I'm happy with mine; reflectors are good; plants grew great (see my blog for photos of the 46 gallon).

Alym


----------



## couch (Apr 22, 2010)

Home Depot with full spectrum bulbs.


----------



## jjrock (Oct 16, 2010)

Thanks for telling me about Catalina, that's probably where i will get my lights instead.
I'm leaning towards getting this one, Catalina Aquarium - 48" Silver Solar T5 HO Aquarium Light Fixture - 4 x 54 watt with Splashguard

Next question may be a matter of preference, but what combination of bulbs should i get for a planted tank?

2x 10K, 2x 6500K? 
or 4x 6500K?

What about this 'plant grow' bulb they sell?


----------



## 2wheelsx2 (Apr 21, 2010)

I remember when I was researching it, various people told me the bulbs that come with it aren't that good and most people sold them to people with fish only or lightly planted tanks and got other bulbs.


----------



## tony1928 (Apr 22, 2010)

Upgrading to good bulbs is never a bad thing. I had a Hamilton six foot light that was similar to the Catalina. Very decent build quality but the bulbs that came with it were crap. Upgrading those bulbs made a night and day difference. Giesemann tubes are wicked. Only thing was the cost of the upgrade...not cheap. "Fortunately" for me, a couple of the tubes shattered from shipping! I HAD to upgrade.


----------



## 2wheelsx2 (Apr 21, 2010)

tony1928 said:


> "Fortunately" for me, a couple of the tubes shattered from shipping! I HAD to upgrade.

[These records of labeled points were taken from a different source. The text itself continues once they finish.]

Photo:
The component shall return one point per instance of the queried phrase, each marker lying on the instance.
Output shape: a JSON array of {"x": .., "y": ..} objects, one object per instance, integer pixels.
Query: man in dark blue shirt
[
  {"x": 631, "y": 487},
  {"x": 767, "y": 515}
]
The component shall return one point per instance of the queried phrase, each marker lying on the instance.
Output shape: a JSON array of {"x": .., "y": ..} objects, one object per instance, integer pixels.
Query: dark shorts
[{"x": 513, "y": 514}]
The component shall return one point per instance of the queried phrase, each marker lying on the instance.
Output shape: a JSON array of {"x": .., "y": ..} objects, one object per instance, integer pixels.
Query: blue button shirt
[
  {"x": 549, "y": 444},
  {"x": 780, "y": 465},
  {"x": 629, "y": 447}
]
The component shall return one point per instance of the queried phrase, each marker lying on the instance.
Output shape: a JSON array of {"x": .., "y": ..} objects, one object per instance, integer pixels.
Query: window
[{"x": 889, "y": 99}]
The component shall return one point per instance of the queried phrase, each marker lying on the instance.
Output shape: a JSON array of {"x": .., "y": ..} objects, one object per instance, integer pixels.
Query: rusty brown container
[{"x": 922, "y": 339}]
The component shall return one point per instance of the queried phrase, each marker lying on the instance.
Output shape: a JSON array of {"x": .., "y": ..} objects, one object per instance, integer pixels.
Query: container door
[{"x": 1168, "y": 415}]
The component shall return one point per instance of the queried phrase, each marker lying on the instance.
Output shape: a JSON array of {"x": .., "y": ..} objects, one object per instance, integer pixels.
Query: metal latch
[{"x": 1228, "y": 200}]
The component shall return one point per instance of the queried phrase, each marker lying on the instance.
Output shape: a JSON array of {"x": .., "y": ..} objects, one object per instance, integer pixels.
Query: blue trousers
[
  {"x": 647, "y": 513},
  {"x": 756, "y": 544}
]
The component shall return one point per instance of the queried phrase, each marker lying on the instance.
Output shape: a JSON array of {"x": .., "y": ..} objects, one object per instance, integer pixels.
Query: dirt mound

Hahaha...it's ok Tony, your wife is not listening, you can tell us how you dropped the box from 6 feet high on the way home so you can get new bulbs.


----------



## alym (Apr 21, 2010)

I can attest to the fact that the bulbs included were crap...definitely upgrade.


----------



## alym (Apr 21, 2010)

...unless you like algae!


----------



## tony1928 (Apr 22, 2010)

Shhhhhhhhhhhhhhhhh!  I had the box shipped up and I was pretty sure that it was a fair chance that the bulbs wouldn't make it. You'd be surprised what a small little pile of glass that a 5 foot tube makes when its been crushed!



2wheelsx2 said:


> Hahaha...it's ok Tony, your wife is not listening, you can tell us how you dropped the box from 6 feet high on the way home so you can get new bulbs.


----------



## BubBleBee (May 7, 2010)

That budget place you mentioned in the beginning ships outta the states. I emailed em n they emailed me back with an email to a canadian seller......send a email to this person Sertan" <[email protected]>,he sell opur fixtures in canada,thank you.
regard
simon


----------